Overclocking NVIDIA GeForce RTX 3090 Founders Edition
The NVIDIA GeForce RTX 3090 Founders Edition has a boost clock set at 1695MHz. However, due to GPU Boost, the actual frequency runs much over this while gaming. When we tested the out-of-box gaming frequency in our review, we found that it averages around 1770MHz, swinging between 1755-1785MHz. This is what it runs at while gaming, without any work at all. This is pretty good performance by default, much further beyond the 1695MHz GPU Boost clock speed rating. Therefore, that is the range we have to keep in mind when overclocking, our overclocking frequency needs to be compared to this default frequency.
To overclock the NVIDIA GeForce RTX 3090 Founders Edition we grabbed the latest version of EVGA’s Precision X1 Software, which supports all the features officially on NVIDIA Founders Edition video cards.
Above you will find our highest stable overclock on the NVIDIA GeForce RTX 3090 Founders Edition video card. As you can see, the Founders Edition supports up to a 14% Power Target improvement, going from 100% to 114%. Considering the high-end nature of this card, and the 350W TDP, having this 14% power target increase is a pretty big deal. In addition, we can control the fan speeds and did increase them 100% to ensure the best overclock. Lastly, we can increase the Voltage by 100, but doing so does make the video card hit the TDP wall faster, especially with GDDR6X overclocked.
In our final overclock, we found that leaving the Voltage at default, was best. When we tried to increase Voltage with +140 Clock, it actually caused lower frequencies in-game due to the video card running into the TDP wall faster. But, by keeping the Voltage down, we were able to set +140 on the Clock speed. This allowed the highest consistent frequencies while gaming in our testing.
The TDP wall really gets hit faster when you overclock the GDDR6X memory, which causes a larger drain on onboard power. That said, we were able to overclock the memory from 19.5GHz up to 21GHz. This improves the memory bandwidth from 936GB/s to now 1008GB/s or 1TB/s of bandwidth, wow.
In the graph above, we are showing the GPU clock frequency, boost frequency, over time while gaming. The blue line shows the default clock frequency, without the overclock, and you can see its average is around 1770MHz. The orange line represents the overclock, and it is between 1905MHz-1920MHz, averaging around 1910MHz while gaming. This is an 8% GPU Clock Speed increase, or about 140MHz on average. Then, consider the 21GHz memory frequency also operating, for the final overclock.
GPU-Z Sensor Data
Please read our GPU Test Bench and Benchmarking Refresher for an explanation of our test system, procedures, and goals. Note that we now have a Ryzen 7 5800X in the system. More information on our GPU testing can be found here. Check out our KIT page where you can see all the components in our test system configuration for reviewing video cards.

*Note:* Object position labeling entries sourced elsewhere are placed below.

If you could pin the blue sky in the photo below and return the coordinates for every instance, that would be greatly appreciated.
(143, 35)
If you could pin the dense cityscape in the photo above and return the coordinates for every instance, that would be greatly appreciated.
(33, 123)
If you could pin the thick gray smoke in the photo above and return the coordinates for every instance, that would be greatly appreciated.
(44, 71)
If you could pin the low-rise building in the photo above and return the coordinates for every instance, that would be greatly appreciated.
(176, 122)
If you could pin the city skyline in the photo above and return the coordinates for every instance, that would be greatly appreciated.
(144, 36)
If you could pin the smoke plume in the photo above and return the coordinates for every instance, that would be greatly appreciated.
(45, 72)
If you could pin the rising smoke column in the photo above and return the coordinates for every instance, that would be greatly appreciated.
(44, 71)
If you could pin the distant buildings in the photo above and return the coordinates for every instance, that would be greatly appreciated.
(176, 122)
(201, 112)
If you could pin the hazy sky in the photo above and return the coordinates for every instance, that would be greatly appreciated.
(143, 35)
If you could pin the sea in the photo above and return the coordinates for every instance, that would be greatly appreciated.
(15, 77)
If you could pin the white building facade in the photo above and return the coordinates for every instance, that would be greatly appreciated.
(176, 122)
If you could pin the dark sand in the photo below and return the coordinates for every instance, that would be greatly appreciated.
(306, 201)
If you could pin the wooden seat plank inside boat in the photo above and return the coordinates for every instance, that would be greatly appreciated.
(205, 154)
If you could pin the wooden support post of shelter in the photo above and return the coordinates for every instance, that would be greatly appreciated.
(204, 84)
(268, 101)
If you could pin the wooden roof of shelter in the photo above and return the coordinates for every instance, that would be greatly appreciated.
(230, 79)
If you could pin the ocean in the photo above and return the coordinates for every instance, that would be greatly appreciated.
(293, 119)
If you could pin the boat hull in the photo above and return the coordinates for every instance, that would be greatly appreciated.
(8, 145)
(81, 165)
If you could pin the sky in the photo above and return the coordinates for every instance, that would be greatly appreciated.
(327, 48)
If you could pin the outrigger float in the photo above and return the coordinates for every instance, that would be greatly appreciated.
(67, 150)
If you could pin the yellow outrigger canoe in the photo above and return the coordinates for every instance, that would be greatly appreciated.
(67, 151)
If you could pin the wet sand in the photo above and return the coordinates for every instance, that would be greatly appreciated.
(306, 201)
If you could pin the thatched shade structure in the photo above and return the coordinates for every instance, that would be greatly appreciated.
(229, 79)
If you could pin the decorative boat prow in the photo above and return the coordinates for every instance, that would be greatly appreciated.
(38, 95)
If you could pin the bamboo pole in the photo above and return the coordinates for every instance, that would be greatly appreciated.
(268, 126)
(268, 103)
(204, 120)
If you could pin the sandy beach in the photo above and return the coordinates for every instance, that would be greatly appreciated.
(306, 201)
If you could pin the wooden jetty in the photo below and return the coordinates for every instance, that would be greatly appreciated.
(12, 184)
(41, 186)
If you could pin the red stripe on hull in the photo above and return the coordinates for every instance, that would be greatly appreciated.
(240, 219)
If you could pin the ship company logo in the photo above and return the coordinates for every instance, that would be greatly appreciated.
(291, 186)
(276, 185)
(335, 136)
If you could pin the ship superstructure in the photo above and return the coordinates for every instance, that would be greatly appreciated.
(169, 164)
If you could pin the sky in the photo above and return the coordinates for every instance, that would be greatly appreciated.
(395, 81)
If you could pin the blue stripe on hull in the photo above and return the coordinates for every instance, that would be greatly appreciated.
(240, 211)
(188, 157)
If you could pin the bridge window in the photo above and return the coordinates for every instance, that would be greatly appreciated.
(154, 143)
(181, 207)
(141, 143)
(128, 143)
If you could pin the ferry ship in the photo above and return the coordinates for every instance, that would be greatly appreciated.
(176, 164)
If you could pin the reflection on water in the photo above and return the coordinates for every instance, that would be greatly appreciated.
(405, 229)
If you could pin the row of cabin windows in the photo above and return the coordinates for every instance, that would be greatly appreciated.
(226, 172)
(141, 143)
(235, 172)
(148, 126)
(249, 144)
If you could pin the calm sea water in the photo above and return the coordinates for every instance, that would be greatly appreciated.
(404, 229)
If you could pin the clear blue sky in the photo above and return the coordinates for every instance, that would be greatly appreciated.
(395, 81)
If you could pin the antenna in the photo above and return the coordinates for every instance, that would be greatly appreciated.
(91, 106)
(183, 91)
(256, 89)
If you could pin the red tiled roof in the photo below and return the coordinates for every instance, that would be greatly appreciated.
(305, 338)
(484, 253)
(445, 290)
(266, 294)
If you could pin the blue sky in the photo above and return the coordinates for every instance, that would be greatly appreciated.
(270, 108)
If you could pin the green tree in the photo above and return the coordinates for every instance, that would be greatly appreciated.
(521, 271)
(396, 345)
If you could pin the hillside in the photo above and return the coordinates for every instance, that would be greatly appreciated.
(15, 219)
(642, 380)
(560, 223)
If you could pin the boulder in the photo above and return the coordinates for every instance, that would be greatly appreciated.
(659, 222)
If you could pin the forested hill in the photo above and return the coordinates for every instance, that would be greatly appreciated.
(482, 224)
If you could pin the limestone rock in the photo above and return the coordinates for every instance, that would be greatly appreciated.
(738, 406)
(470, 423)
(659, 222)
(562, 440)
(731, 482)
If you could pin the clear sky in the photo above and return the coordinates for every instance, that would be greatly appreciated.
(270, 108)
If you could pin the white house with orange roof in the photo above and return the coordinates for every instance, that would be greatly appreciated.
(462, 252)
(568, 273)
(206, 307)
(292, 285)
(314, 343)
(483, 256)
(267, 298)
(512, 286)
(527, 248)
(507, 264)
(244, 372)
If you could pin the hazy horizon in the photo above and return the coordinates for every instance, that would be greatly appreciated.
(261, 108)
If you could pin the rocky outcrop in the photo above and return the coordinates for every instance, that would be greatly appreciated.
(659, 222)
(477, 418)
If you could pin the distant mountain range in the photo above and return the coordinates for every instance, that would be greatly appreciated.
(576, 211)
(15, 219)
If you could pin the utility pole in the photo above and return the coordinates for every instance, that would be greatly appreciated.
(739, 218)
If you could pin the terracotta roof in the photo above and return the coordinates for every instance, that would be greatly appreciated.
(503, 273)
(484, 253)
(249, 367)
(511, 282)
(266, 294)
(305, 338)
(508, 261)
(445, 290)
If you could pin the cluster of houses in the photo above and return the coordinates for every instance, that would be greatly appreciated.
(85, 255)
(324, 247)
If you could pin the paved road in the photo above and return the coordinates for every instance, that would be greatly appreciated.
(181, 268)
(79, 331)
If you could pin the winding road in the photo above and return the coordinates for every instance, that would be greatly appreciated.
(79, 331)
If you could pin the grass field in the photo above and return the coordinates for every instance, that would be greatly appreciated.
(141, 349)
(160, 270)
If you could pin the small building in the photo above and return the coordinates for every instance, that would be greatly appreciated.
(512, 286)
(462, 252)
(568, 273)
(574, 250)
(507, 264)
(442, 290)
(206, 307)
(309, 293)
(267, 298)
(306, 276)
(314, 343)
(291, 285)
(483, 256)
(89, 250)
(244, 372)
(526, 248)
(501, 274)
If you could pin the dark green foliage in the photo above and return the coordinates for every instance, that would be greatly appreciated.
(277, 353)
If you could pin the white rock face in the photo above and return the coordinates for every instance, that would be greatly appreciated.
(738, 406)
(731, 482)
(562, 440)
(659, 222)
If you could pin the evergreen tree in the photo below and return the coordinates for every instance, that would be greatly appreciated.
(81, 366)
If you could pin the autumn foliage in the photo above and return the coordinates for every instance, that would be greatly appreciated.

We are using the motherboard’s current default BIOS settings on the latest official release BIOS. We have enabled PCI-Express Resizable BAR in the motherboard BIOS. This means we are utilizing Resizable BAR on NVIDIA GPUs and AMD Smart Access Memory on AMD GPUs in all of our testing. We have enabled DOCP in the BIOS for the memory.
We are using a fresh install of Windows 11 Pro with the latest Windows Updates, and drivers installed including the latest chipset drivers from AMD. We are using the “Best Performance” power profile in Windows Settings. VBS is DISABLED and Game Mode is ENABLED.